All of this has been public on DataSF since 2016. Almost nobody outside city government knows.

How to use Housing Report Card

  1. Type the address into the search box on the homepage.
  2. Pick the matched address from the suggestions; we match against San Francisco's official address dataset.
  3. Read the report.

What to look for in the report

The grade and score

A grade is a quick read on the overall picture. F or D should make you stop and read carefully. The grade is non-official and is product logic on top of public records, not a city-issued risk rating. Read the underlying records, not just the letter.

Active complaints

These are open DBI complaints the city has not closed. A single active complaint by itself is not a deal-breaker; it could be a recent tenant report awaiting inspection.
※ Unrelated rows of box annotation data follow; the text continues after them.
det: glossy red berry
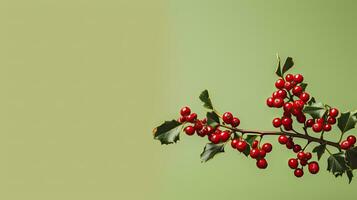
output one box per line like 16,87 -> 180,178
220,130 -> 231,142
329,108 -> 339,117
347,135 -> 356,146
237,140 -> 248,152
293,144 -> 301,153
294,74 -> 304,83
184,126 -> 196,135
309,161 -> 320,174
222,112 -> 233,124
208,133 -> 221,144
186,113 -> 197,123
323,124 -> 332,132
327,116 -> 336,125
312,123 -> 323,133
249,148 -> 260,158
294,169 -> 304,178
231,117 -> 240,127
299,92 -> 310,103
274,97 -> 284,108
180,106 -> 191,116
266,97 -> 274,107
285,74 -> 294,82
288,158 -> 299,169
340,140 -> 351,150
257,158 -> 268,169
275,78 -> 285,89
273,118 -> 281,128
292,86 -> 303,96
278,135 -> 289,144
262,143 -> 273,153
231,139 -> 239,149
252,140 -> 259,149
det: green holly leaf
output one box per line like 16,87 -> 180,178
199,90 -> 213,110
282,57 -> 294,74
303,103 -> 326,119
206,111 -> 220,127
312,144 -> 326,160
153,120 -> 182,144
346,169 -> 353,184
337,111 -> 357,133
201,143 -> 224,162
346,147 -> 357,169
327,152 -> 347,177
275,56 -> 283,77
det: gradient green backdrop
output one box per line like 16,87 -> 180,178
0,0 -> 357,200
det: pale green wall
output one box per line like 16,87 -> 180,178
0,0 -> 357,200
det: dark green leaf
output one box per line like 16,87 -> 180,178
312,144 -> 326,160
201,143 -> 224,162
303,103 -> 326,119
346,169 -> 353,183
327,152 -> 347,177
307,97 -> 316,105
206,111 -> 220,127
275,56 -> 283,77
300,83 -> 307,91
282,57 -> 294,74
154,120 -> 182,144
200,90 -> 213,110
338,112 -> 357,133
346,147 -> 357,169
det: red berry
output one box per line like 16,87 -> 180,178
274,98 -> 284,108
296,114 -> 306,123
347,135 -> 356,146
294,169 -> 304,178
178,116 -> 186,123
284,102 -> 294,112
285,74 -> 294,82
231,117 -> 240,127
231,139 -> 239,149
329,108 -> 339,117
305,119 -> 314,127
312,123 -> 323,133
284,82 -> 293,91
180,106 -> 191,116
299,92 -> 310,103
275,78 -> 285,89
186,113 -> 197,123
327,116 -> 336,125
249,148 -> 260,158
266,97 -> 274,107
252,140 -> 259,149
340,140 -> 351,150
288,158 -> 299,169
262,143 -> 273,153
281,117 -> 293,126
184,126 -> 195,135
273,118 -> 281,128
323,124 -> 332,132
220,130 -> 231,142
292,86 -> 303,96
222,112 -> 233,124
257,158 -> 268,169
293,144 -> 301,153
259,149 -> 267,158
237,140 -> 248,152
208,133 -> 221,144
297,151 -> 305,160
278,135 -> 289,144
294,74 -> 304,83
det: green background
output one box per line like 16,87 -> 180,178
0,0 -> 357,200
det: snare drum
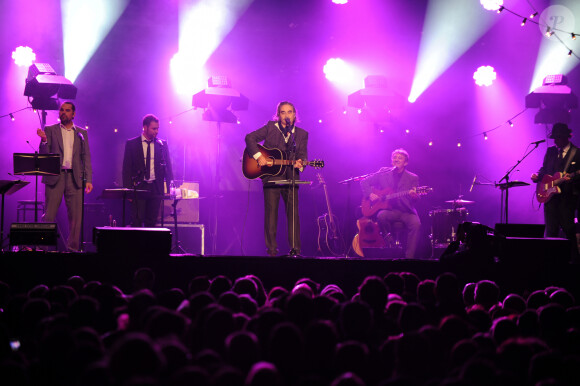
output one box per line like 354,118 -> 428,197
429,208 -> 468,248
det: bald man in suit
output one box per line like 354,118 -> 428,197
37,102 -> 93,252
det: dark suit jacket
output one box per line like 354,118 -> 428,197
361,167 -> 419,214
123,135 -> 173,193
246,121 -> 308,184
38,123 -> 93,188
538,143 -> 580,196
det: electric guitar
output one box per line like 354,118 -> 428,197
242,145 -> 324,180
361,186 -> 433,217
316,173 -> 346,256
352,217 -> 387,257
536,170 -> 580,204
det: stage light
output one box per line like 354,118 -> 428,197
526,74 -> 578,124
12,46 -> 36,67
24,63 -> 77,110
170,0 -> 252,95
473,66 -> 497,87
322,58 -> 350,82
60,0 -> 129,82
192,76 -> 249,123
408,0 -> 499,103
479,0 -> 503,11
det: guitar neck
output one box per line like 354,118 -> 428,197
322,183 -> 332,221
273,159 -> 312,165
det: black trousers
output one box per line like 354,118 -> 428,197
264,186 -> 300,255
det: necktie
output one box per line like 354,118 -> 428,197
145,140 -> 151,180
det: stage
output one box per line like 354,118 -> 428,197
0,243 -> 580,297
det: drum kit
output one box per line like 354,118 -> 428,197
429,195 -> 475,248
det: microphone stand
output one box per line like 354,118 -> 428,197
496,142 -> 540,224
78,131 -> 87,252
288,128 -> 299,257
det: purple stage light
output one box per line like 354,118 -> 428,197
12,46 -> 36,67
473,66 -> 497,86
479,0 -> 503,11
322,58 -> 349,82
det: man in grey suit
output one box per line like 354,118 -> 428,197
37,102 -> 93,252
361,149 -> 421,259
245,102 -> 308,256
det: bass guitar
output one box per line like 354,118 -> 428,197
352,217 -> 387,257
316,173 -> 346,257
242,145 -> 324,180
536,170 -> 580,204
361,186 -> 433,217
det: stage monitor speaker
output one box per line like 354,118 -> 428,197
10,222 -> 58,246
163,182 -> 199,225
494,224 -> 545,238
93,227 -> 171,255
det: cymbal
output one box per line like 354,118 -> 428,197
445,198 -> 475,205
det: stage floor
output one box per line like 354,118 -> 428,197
0,246 -> 580,296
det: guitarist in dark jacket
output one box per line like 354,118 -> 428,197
361,149 -> 421,259
532,123 -> 580,250
246,102 -> 308,256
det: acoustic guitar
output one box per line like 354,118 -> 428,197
352,217 -> 387,257
316,173 -> 346,256
536,170 -> 580,204
361,186 -> 433,217
242,145 -> 324,180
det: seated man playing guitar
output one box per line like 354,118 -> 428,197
361,149 -> 421,259
531,123 -> 580,253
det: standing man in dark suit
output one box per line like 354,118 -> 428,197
37,102 -> 93,252
532,123 -> 580,249
246,102 -> 308,256
123,114 -> 173,228
361,149 -> 421,259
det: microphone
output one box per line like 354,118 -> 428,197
469,174 -> 477,193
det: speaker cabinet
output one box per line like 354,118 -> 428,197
93,227 -> 171,255
10,222 -> 58,246
163,182 -> 199,225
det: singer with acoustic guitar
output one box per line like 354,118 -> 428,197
531,123 -> 580,255
245,102 -> 308,256
361,149 -> 421,259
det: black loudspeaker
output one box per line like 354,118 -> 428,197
163,182 -> 199,225
495,224 -> 545,238
499,237 -> 573,267
93,227 -> 171,255
10,222 -> 58,246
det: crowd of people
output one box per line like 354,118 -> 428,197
0,268 -> 580,386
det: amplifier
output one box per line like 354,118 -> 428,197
10,222 -> 58,246
93,227 -> 171,256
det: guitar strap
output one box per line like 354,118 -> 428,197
562,147 -> 577,173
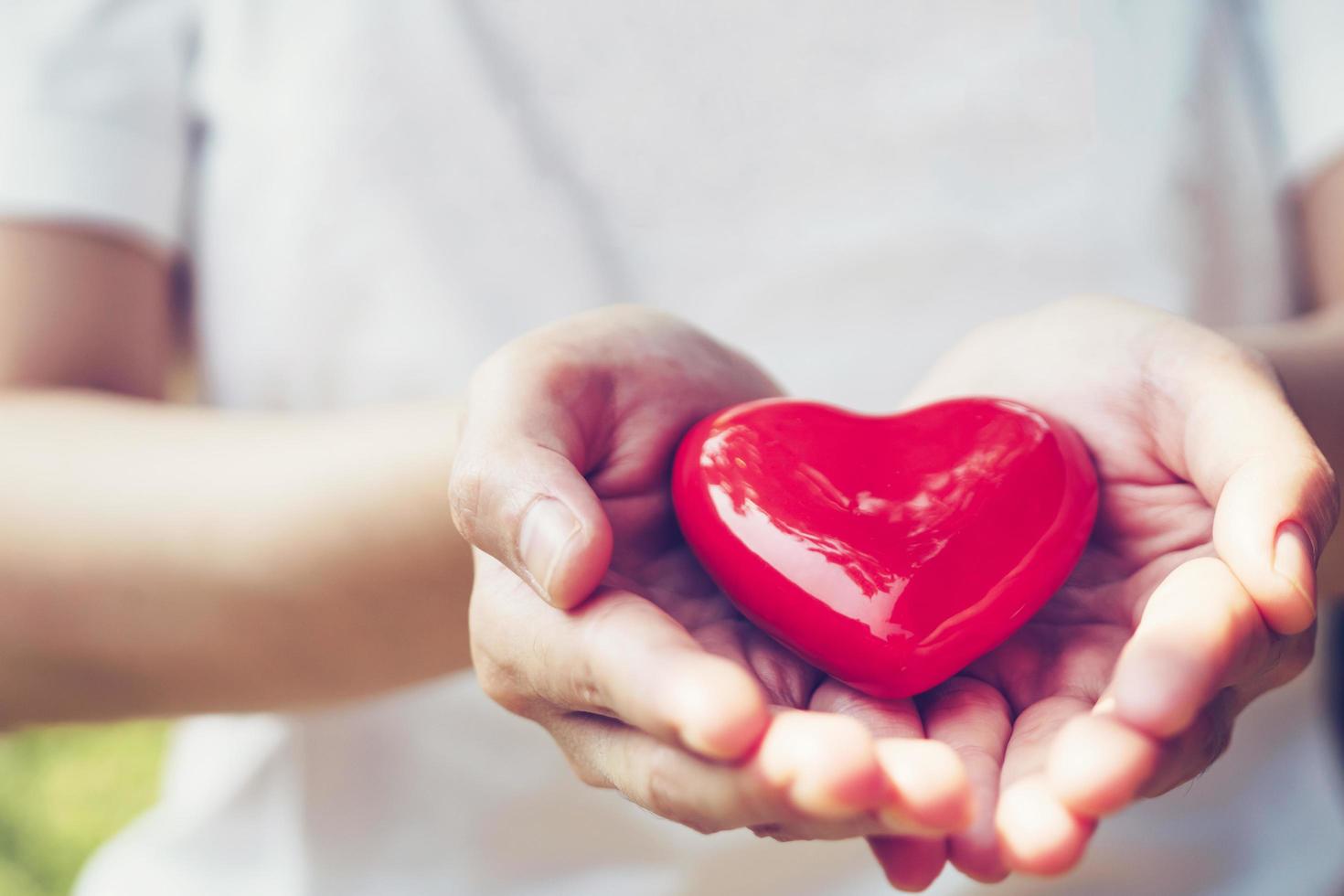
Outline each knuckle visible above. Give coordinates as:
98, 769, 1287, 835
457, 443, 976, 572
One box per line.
635, 748, 695, 827
448, 458, 484, 547
564, 753, 612, 790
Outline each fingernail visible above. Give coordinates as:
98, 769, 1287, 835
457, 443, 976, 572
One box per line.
517, 498, 580, 603
1275, 521, 1316, 616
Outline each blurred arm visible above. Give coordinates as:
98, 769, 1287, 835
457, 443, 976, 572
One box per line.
0, 224, 471, 725
1239, 158, 1344, 595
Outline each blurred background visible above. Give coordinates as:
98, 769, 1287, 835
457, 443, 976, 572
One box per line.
0, 721, 168, 896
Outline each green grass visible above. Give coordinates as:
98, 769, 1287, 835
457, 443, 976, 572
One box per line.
0, 721, 166, 896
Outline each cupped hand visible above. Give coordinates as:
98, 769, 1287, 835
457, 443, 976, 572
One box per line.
452, 307, 970, 888
910, 300, 1339, 880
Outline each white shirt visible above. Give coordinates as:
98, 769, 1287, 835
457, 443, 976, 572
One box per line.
0, 0, 1344, 896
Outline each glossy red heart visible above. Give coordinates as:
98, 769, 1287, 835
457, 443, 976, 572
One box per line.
672, 398, 1097, 698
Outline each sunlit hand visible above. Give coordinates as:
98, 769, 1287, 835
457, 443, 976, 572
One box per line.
452, 307, 970, 887
910, 300, 1338, 879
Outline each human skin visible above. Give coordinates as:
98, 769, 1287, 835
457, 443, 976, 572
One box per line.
453, 157, 1344, 890
0, 224, 969, 854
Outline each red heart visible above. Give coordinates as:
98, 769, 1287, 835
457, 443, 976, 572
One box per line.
672, 398, 1097, 698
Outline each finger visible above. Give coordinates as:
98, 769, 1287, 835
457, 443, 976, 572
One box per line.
449, 343, 612, 609
1098, 558, 1269, 739
809, 678, 972, 831
1143, 688, 1243, 796
869, 837, 947, 893
471, 564, 770, 759
549, 712, 913, 839
1155, 337, 1339, 634
1046, 713, 1163, 818
757, 710, 890, 819
919, 677, 1012, 882
995, 696, 1097, 874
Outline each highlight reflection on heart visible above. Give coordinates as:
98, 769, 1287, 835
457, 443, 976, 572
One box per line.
672, 398, 1097, 698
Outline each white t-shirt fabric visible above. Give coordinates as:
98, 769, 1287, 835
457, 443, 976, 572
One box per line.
0, 0, 1344, 896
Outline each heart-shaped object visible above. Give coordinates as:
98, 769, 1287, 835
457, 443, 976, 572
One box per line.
672, 398, 1097, 698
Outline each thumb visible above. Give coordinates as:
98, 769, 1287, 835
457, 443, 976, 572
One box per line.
1173, 341, 1339, 634
449, 359, 612, 610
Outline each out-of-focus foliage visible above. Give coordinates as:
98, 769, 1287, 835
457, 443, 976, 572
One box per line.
0, 721, 166, 896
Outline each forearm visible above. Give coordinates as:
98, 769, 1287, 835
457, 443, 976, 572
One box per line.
0, 391, 471, 724
1238, 305, 1344, 598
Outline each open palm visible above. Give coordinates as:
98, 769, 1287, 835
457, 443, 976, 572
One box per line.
453, 309, 970, 887
912, 301, 1336, 876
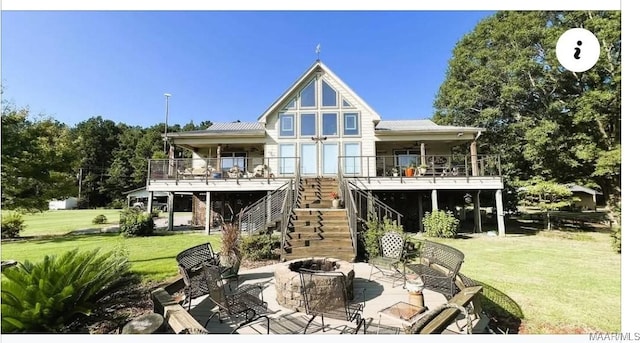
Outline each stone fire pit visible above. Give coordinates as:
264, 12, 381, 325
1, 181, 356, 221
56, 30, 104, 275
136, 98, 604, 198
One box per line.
273, 257, 355, 312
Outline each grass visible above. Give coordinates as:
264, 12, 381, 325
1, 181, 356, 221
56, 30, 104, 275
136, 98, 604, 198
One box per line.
2, 233, 220, 282
410, 232, 622, 333
2, 209, 120, 236
2, 209, 191, 237
1, 210, 621, 333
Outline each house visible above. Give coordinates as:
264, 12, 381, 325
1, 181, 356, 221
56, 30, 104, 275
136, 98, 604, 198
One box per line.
146, 60, 505, 260
49, 197, 78, 210
567, 183, 602, 211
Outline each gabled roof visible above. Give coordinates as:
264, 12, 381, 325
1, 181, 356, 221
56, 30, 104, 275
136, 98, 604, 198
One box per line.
567, 183, 602, 195
207, 121, 264, 132
167, 121, 266, 137
375, 119, 485, 133
258, 60, 380, 123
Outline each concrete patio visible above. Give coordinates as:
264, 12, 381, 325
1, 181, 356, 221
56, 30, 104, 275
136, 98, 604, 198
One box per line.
178, 262, 487, 334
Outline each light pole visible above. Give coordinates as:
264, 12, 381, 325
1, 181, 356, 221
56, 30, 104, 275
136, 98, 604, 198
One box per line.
164, 93, 171, 154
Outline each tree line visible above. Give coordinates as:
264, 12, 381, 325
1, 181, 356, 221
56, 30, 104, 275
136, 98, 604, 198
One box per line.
1, 101, 211, 211
433, 11, 622, 209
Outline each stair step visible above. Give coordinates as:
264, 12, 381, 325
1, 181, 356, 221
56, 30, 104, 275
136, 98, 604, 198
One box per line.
287, 231, 351, 241
287, 239, 351, 250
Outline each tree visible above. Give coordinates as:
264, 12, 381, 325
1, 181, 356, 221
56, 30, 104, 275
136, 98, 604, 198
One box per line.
433, 11, 621, 211
1, 102, 78, 210
74, 116, 121, 207
520, 180, 574, 230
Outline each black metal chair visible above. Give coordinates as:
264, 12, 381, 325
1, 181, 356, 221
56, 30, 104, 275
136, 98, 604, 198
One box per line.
369, 231, 406, 287
203, 263, 269, 333
299, 269, 365, 333
407, 241, 464, 299
176, 242, 220, 311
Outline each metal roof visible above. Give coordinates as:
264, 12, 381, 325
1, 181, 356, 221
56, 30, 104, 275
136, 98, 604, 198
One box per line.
207, 122, 264, 132
376, 119, 484, 131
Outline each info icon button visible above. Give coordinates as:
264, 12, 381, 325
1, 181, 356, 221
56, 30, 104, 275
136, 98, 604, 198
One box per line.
556, 28, 600, 73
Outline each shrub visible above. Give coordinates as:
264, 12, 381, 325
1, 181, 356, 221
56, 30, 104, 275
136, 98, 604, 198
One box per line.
120, 209, 155, 236
363, 215, 404, 258
240, 233, 280, 261
2, 249, 130, 333
108, 199, 126, 210
2, 212, 25, 238
422, 210, 460, 238
611, 225, 622, 254
91, 214, 107, 224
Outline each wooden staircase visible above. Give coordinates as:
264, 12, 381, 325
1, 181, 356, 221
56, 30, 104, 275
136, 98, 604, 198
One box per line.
283, 178, 355, 261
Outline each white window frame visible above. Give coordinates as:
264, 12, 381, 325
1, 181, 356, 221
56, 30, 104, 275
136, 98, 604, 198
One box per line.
342, 112, 360, 137
278, 113, 296, 138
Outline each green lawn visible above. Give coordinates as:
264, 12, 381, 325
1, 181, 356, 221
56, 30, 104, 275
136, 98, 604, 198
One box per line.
2, 233, 220, 281
410, 231, 622, 333
1, 210, 621, 333
2, 209, 191, 237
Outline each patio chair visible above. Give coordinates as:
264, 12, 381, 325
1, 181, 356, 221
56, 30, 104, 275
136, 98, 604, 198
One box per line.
176, 242, 220, 311
299, 269, 365, 333
203, 263, 269, 333
369, 231, 406, 288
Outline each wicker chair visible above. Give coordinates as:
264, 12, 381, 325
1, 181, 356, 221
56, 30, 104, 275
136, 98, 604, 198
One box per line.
299, 269, 365, 333
407, 241, 464, 299
203, 263, 269, 333
176, 242, 220, 311
369, 231, 406, 287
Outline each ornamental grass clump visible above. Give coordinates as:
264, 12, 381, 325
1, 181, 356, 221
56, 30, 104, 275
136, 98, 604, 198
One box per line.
422, 210, 460, 238
2, 249, 131, 333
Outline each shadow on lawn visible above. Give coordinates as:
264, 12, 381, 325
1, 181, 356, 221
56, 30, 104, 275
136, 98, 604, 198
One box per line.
476, 281, 524, 334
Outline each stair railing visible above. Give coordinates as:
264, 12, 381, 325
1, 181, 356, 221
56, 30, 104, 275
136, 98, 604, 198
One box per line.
280, 160, 302, 261
240, 183, 291, 235
346, 179, 403, 225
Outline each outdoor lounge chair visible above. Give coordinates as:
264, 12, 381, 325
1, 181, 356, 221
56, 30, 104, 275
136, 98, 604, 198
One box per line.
176, 242, 220, 311
299, 269, 365, 333
369, 231, 406, 287
203, 263, 269, 333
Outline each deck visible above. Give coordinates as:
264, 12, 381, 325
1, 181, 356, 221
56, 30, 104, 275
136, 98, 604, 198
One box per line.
182, 263, 487, 334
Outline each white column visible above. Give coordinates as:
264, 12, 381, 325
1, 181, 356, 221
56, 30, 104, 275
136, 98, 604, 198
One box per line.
204, 192, 211, 235
167, 192, 173, 231
431, 189, 438, 212
473, 191, 482, 232
147, 191, 153, 214
470, 140, 478, 176
496, 189, 506, 237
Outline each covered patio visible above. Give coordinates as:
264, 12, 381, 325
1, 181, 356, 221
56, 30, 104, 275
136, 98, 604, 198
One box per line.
156, 262, 488, 334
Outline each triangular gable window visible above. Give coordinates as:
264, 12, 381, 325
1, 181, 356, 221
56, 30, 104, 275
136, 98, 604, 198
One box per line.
300, 80, 316, 107
284, 99, 296, 110
322, 80, 338, 107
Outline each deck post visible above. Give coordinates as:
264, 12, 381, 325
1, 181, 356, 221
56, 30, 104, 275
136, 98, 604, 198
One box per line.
167, 192, 174, 231
470, 140, 478, 176
204, 191, 211, 235
473, 191, 482, 232
147, 191, 153, 214
431, 189, 438, 212
496, 189, 506, 237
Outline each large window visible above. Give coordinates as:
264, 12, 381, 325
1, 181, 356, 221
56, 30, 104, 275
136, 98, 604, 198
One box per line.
300, 80, 316, 107
344, 143, 361, 175
220, 152, 247, 171
322, 113, 338, 136
393, 150, 420, 168
279, 144, 296, 175
343, 113, 360, 136
300, 113, 316, 136
280, 114, 296, 137
322, 80, 338, 107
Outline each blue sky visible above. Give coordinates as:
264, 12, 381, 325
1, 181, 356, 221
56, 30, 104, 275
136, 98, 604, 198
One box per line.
2, 11, 494, 127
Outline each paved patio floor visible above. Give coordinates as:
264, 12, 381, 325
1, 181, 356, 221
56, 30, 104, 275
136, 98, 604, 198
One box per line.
182, 263, 488, 334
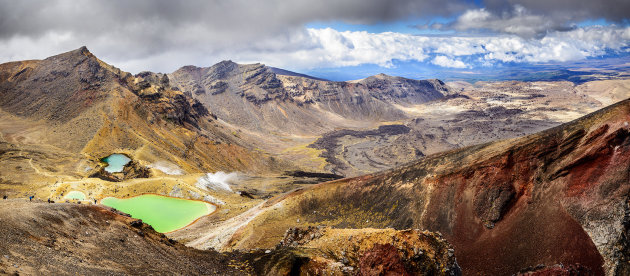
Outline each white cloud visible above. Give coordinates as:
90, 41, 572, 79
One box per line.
450, 5, 571, 38
0, 21, 630, 73
431, 56, 468, 68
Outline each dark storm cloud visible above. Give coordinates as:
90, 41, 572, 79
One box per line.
484, 0, 630, 23
0, 0, 629, 72
0, 0, 469, 68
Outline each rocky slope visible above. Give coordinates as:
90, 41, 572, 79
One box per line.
218, 96, 630, 275
169, 61, 448, 134
0, 199, 459, 275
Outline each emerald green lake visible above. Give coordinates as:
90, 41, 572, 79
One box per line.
103, 153, 131, 173
101, 195, 216, 233
64, 191, 85, 201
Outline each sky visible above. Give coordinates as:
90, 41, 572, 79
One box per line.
0, 0, 630, 80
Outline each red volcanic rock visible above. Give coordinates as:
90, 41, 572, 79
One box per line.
359, 244, 412, 276
290, 100, 630, 275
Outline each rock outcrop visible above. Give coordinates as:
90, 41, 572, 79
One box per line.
169, 61, 449, 134
278, 227, 461, 275
232, 96, 630, 275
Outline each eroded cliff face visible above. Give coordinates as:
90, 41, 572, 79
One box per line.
169, 61, 448, 134
0, 199, 461, 275
0, 47, 291, 192
233, 100, 630, 275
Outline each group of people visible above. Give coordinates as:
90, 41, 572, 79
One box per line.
2, 195, 98, 204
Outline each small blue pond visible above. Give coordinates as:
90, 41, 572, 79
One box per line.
103, 153, 131, 173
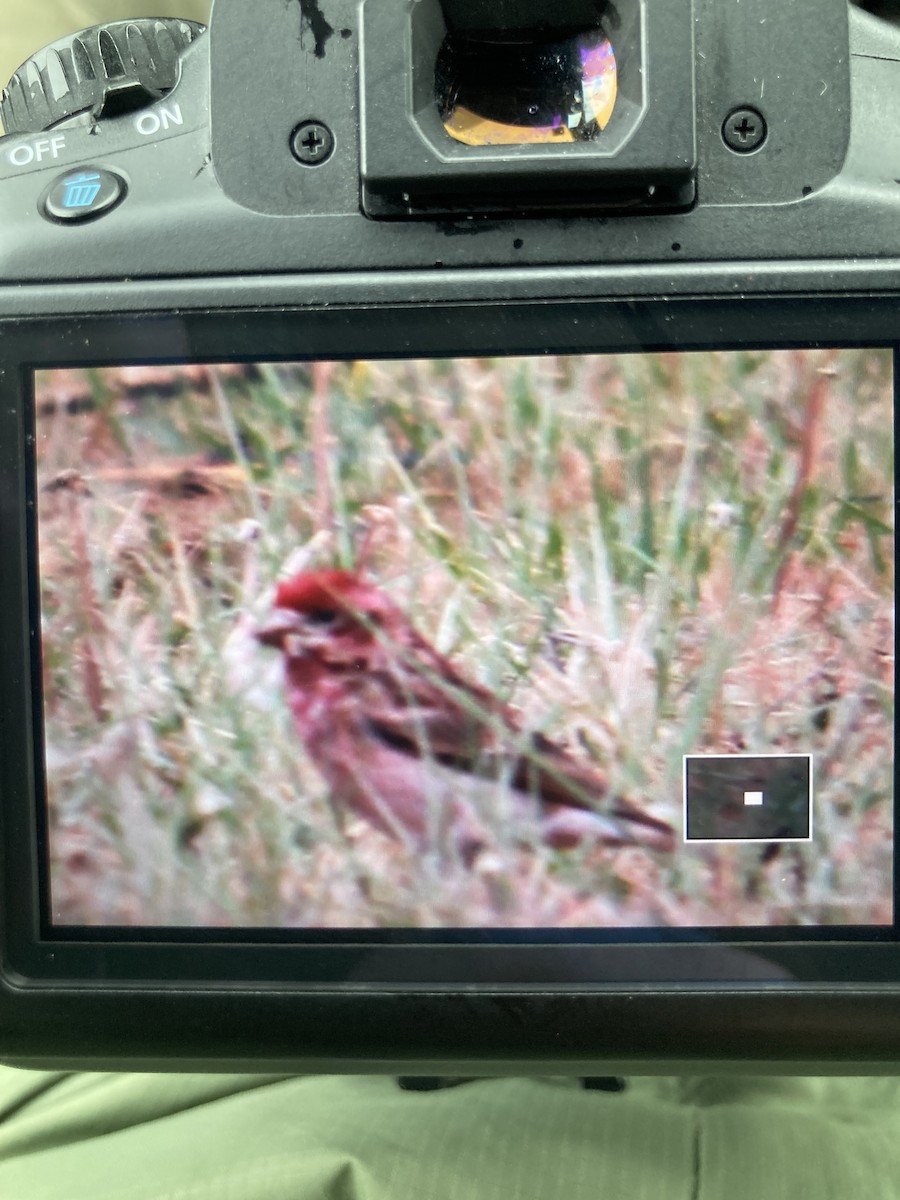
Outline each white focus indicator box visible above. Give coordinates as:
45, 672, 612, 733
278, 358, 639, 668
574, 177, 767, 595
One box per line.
684, 754, 812, 844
Several active complaints, especially across different units, is a stronger signal that the building is not staying on top of issues.

Active notices of violation

Formal notices are the clearest red flag in the report. They mean an inspector confirmed something was wrong and the property has not yet resolved it. Notices stay open until fixed. If a building has multiple active notices on multiple complaint files, the management is not responsive to the city, which means they are unlikely to be responsive to you.

Fire records

Fire violations and inspection findings matter regardless of how recent the complaint history looks. Issues around alarms, sprinklers, exits, and life-safety systems are the most likely to actually hurt you. Read these even if the rest of the report looks clean.

Permit history

Recent permits can mean the landlord is taking care of the building. They can also mean the landlord is dressing up a unit before listing it. Look at what was done. A cosmetic refresh after a long stretch of complaints reads differently from steady, consistent maintenance.

Themes and patterns

Recurring issues across multiple complaint files are the most useful signal. A single broken-heat complaint is one tenant. Twelve broken-heat complaints across five years is the building. Housing Report Card flags these as themes so they stand out.

311 reports

Resident-submitted reports are less rigorous than DBI complaints, but repeated 311 reports about the same building tell you what neighbors are noticing.

What to do with what you find

If the report is clean, no complaints, no notices, no fire issues, recent permits with maintenance scope, you have reduced your risk meaningfully. Sign with normal due diligence.

If there is a single old issue that has been resolved, ask the landlord about it directly. A reasonable landlord will tell you what happened and how it was fixed. The conversation itself is informative.

If there is a pattern of unresolved or recurring issues, you have leverage. Your options:

  • Ask, in writing, for the issues to be addressed before move-in.
  • Negotiate a rent reduction reflecting the building's history.
  • Walk away. Some buildings are not worth signing.

Other things worth doing before you sign

  • Talk to current tenants. A short conversation with a neighbor in the hallway is often more honest than the listing agent.
  • Visit at different times. A unit is one experience at noon and another at 11pm. The building is too.
  • Read your lease for monitoring devices. A growing number of rental units include in-unit smart devices that quietly produce a record of when you come and go. See The rise of landlord surveillance.
  • Get the conversation in writing. Email, not casual mention, so you have a record of what the landlord said.

A note on the score

The score on each report is a starting point, not a verdict. The data behind it is real. The weights and categories that turn that data into a grade are choices I made. Read the records, not just the letter.